Publié le 25 mai 2018

ISR / RSE

Finance durable : les nouvelles règles du jeu en Europe

La Commission européenne a publié, le 24 mai, les premiers textes visant à transformer en profondeur les pratiques financières au sein de l’Union avec l’objectif affiché de "lutter contre le changement climatique tant qu’il en est encore temps" et de mettre les capitaux au service des objectifs environnementaux européens. Détail de ces premières mesures chargées de réorienter le "paquebot finance".

La Commission européenne veut réorienter les flux financiers, en se basant sur les recommandations du HLEG.
@geckophotos

Construire une taxonomie c'est-à-dire d’un référentiel européen d’activités dites durables est l’objectif phare des textes publiés le 24 mai. Valdis Dombrovskis, le vice-président en charge des marchés financiers et de l’Union des marchés de capitaux, explique : "Nous voulons créer ce système de classification en Europe pour disposer d’une définition commune de ce qui est vert et de ce qui ne l’est pas. C’est un élément fondamental pour construire un marché unifié de l’investissement durable".

Le texte qui définit le cadre dans lequel doit être bâtie cette taxonomie sera soumis à l’approbation du Parlement et du Conseil de l’Europe. En offrant une vision partagée des modèles dits durables, l’Union européenne espère conduire les investisseurs à les financer massivement. La Commission propose d’établir thème par thème, entre 2019 et 2022, des référentiels dans les domaines suivants : lutte contre le changement climatique, protection de l’eau et des ressources marines, économie circulaire, limitation des déchets et recyclage, contrôle et prévention de la pollution et enfin protection des écosystèmes.

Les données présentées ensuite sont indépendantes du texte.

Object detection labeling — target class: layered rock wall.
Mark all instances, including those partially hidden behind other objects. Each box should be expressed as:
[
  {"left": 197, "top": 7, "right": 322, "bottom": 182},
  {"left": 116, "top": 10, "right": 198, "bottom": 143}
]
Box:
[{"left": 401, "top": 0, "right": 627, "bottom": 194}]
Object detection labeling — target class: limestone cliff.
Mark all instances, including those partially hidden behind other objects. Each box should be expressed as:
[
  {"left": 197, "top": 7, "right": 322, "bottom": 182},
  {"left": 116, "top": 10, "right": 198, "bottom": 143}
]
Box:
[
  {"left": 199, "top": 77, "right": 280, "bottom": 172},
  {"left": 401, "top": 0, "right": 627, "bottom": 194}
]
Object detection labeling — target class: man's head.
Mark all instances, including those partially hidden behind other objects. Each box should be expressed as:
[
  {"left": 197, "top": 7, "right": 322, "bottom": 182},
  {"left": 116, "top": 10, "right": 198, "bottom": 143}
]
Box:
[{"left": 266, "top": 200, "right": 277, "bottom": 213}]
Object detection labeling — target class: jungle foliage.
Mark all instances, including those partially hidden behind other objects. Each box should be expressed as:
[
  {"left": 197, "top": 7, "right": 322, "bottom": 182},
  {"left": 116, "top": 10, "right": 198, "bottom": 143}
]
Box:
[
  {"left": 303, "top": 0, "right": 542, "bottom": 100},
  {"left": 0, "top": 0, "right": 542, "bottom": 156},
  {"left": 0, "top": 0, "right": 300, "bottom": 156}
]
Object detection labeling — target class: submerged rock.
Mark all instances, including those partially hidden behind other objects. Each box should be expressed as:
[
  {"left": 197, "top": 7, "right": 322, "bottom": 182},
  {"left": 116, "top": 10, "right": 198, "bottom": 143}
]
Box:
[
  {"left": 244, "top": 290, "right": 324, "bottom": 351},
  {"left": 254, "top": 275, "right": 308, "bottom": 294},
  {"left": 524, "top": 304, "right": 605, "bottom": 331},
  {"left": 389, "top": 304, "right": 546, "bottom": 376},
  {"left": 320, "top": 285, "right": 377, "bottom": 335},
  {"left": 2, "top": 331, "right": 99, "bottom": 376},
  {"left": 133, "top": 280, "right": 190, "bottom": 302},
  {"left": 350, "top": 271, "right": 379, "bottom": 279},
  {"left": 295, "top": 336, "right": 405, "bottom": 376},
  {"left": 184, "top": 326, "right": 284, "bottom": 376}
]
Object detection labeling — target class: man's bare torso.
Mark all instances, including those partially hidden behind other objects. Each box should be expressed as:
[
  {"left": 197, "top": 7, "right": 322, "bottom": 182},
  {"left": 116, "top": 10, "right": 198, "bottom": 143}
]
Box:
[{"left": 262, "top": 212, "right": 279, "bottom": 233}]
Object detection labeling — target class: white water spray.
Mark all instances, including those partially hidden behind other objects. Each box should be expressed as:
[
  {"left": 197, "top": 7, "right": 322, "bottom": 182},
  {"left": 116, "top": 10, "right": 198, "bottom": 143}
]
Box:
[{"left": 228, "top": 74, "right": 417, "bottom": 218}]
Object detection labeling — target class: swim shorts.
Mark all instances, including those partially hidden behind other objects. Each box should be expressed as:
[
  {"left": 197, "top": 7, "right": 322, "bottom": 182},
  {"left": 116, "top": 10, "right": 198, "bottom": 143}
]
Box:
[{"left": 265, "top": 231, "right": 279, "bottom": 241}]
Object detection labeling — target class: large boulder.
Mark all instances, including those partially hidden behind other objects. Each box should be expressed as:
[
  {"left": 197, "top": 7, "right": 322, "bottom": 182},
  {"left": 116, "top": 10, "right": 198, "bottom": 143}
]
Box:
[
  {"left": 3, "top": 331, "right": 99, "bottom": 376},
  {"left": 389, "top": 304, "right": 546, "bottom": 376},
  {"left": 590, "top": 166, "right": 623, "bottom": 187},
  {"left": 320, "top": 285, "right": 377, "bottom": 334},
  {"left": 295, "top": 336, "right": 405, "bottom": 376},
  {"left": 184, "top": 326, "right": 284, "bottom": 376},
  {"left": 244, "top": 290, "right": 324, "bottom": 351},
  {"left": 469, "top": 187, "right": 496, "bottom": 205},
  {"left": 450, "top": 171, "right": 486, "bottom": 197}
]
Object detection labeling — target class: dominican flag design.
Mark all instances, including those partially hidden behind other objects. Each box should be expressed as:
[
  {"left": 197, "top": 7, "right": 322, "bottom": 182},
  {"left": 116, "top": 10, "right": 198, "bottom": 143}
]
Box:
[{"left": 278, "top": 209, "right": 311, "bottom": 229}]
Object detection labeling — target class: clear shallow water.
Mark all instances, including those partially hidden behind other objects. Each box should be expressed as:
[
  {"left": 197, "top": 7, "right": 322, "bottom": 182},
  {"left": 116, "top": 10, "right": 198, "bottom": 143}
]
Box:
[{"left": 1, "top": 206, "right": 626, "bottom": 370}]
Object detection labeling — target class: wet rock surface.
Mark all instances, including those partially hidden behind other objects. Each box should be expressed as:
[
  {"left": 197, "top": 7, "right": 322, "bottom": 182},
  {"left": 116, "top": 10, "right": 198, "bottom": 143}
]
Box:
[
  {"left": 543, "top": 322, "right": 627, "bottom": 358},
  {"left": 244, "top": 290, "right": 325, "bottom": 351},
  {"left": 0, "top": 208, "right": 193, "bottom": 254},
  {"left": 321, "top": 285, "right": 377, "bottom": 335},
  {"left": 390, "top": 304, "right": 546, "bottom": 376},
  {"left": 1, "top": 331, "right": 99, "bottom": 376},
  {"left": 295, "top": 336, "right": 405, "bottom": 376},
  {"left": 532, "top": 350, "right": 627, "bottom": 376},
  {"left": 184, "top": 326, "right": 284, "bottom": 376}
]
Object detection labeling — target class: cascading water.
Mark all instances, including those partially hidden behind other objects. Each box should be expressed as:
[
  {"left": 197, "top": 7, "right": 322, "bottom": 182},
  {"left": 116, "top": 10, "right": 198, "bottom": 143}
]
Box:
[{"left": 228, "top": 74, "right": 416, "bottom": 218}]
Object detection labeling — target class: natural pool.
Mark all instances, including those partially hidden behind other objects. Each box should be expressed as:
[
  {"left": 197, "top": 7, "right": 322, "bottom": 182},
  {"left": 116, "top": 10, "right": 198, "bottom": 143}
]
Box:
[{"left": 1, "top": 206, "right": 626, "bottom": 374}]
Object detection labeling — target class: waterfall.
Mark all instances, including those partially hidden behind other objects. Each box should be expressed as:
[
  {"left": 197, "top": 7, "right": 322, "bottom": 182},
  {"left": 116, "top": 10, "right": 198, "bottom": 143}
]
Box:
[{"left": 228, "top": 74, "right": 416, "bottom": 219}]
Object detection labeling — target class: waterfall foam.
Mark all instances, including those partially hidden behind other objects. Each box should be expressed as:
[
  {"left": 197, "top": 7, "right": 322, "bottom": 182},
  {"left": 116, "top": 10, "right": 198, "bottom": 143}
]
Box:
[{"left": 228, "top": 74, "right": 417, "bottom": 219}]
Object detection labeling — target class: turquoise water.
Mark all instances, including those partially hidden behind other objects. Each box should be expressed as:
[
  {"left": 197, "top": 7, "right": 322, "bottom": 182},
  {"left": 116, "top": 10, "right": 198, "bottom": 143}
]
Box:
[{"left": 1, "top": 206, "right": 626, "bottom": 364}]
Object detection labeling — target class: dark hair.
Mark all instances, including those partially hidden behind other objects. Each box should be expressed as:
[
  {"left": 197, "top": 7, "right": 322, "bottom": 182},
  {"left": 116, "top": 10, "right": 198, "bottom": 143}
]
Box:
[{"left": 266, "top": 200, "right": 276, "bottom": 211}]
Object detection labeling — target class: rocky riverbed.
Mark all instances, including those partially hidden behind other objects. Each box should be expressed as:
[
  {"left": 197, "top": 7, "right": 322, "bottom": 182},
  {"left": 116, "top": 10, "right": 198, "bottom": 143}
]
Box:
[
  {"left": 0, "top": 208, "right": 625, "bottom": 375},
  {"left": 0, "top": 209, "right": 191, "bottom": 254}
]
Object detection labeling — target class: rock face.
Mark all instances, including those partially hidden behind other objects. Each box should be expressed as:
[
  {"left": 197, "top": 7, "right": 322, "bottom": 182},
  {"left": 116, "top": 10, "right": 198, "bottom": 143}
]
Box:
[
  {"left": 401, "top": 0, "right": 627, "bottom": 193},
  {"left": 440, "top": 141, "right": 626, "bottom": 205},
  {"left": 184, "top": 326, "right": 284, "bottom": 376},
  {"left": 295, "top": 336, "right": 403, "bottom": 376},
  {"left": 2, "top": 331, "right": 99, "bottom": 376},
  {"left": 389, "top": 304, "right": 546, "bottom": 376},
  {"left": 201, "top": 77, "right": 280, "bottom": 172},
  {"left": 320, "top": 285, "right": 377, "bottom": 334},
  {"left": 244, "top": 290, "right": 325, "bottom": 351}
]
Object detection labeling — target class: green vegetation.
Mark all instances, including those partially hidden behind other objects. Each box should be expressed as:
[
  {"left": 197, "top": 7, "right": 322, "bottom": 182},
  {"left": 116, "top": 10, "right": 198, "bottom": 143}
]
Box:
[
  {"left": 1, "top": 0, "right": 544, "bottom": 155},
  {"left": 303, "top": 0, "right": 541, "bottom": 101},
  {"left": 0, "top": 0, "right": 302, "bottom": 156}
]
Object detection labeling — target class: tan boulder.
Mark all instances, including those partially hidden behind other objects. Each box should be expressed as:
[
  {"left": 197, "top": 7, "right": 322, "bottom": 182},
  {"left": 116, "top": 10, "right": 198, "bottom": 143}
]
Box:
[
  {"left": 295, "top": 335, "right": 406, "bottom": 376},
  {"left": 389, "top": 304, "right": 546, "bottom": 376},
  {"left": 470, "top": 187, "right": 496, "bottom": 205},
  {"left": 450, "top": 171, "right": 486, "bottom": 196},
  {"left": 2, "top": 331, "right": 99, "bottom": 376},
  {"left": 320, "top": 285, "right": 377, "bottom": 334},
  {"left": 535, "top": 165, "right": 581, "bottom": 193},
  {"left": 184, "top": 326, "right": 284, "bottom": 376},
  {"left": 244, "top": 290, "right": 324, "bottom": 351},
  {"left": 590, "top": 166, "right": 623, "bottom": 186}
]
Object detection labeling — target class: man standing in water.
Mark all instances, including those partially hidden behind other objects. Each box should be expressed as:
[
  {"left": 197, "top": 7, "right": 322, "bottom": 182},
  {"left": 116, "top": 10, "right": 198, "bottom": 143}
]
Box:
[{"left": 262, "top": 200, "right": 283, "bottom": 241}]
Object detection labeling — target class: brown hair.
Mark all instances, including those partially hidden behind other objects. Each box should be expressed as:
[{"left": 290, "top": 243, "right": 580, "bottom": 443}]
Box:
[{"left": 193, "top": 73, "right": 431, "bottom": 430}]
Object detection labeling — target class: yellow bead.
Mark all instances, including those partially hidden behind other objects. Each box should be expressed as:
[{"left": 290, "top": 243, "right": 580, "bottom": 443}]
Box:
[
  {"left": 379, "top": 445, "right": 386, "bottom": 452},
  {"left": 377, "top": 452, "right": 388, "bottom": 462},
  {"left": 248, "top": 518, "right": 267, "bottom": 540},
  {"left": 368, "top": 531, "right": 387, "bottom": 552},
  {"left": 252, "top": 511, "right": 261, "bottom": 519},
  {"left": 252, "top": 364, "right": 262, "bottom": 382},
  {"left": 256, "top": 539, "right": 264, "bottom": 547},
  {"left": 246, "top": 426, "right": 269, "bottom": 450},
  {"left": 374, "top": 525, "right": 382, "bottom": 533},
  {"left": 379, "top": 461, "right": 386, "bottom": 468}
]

Un groupe technique pour définir la méthodologie

La taxonomie sera la pierre angulaire des futurs dispositifs de labellisation chargés d’aider les investisseurs à repérer des produits et des stratégies d’investissement finançant réellement ces activités durables. Un groupe technique composé d’une trentaine d’experts, sélectionnés par la Commission, sera chargé d’élaborer le cahier des charges de la taxonomie, des futurs labels pour les greens bonds et les produits financiers. Ils devront hausse proposer les méthodologies des indices bas carbone que la Commission souhaite mettre en place, sans oublier les référentiels de reporting sur l’intégration de dimension ESG (Environnementaux, Sociaux et de Gouvernance) dans les politiques d’investissement. La composition du groupe auquel 150 personnes auraient candidaté, sera dévoilée en juin.

Les trois autres axes de la réglementation proposée par la Commission pour mettre en œuvre son plan d’action concerne les obligations de reporting, les indices de référence utilisés pour mesurer la performance financière et l’obligation d’interroger les clients sur leurs préférences en matière de développement durable. 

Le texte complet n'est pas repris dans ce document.